GitLab, a widely used web-based open-source software project management and collaboration platform, has released critical security updates to address a severe vulnerability that exposes users to the risk of having their pipelines executed by attackers via scheduled security scan policies.
Furthermore, this vulnerability, assigned CVE-2023-4998 with a high CVSS v3.1 score of 9.6, affects GitLab Community Edition (CE) and Enterprise Edition (EE) versions 13.12 through 16.2.7, as well as versions 16.3 through 16.3.4.
The security flaw was initially categorized as a medium-severity issue (CVE-2023-3932) and was previously fixed in August. However, security researcher Johan Carlsson discovered a way to bypass the implemented protections, effectively escalating the severity of the vulnerability to critical.

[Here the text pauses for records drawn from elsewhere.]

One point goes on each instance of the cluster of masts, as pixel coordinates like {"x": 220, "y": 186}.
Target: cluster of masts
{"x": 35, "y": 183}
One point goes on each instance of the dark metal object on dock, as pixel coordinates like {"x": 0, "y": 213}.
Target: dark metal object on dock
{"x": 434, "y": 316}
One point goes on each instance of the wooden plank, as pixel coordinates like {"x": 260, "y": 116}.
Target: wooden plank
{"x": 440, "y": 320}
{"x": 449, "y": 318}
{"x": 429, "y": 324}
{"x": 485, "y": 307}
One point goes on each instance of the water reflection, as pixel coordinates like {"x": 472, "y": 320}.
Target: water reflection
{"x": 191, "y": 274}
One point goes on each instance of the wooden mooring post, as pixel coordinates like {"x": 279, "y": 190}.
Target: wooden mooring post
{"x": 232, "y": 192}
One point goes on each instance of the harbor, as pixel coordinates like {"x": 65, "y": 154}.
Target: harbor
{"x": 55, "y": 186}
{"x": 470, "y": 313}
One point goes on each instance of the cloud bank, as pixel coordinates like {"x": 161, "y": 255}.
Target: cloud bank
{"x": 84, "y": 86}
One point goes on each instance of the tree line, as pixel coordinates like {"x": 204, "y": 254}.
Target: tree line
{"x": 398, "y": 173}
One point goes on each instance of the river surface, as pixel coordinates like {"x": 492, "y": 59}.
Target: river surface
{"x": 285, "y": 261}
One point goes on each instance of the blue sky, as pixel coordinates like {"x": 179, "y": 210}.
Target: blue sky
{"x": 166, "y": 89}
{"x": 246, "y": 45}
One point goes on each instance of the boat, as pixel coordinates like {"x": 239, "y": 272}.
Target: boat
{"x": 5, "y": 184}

By exploiting this flaw, attackers can impersonate users and execute pipeline tasks, potentially gaining access to sensitive information or abusing the impersonated user’s privileges to manipulate data or trigger specific actions within the GitLab system.
Considering that GitLab is a platform used for code management, a successful compromise could lead to severe consequences such as intellectual property theft, data breaches, supply chain attacks, and other high-risk scenarios.
GitLab has strongly urged all users to apply the provided security updates immediately to address this vulnerability. The versions that resolve CVE-2023-4998 are GitLab Community Edition and Enterprise Edition 16.3.4 and 16.2.7, and users of earlier versions are advised to take precautionary measures to mitigate the risk.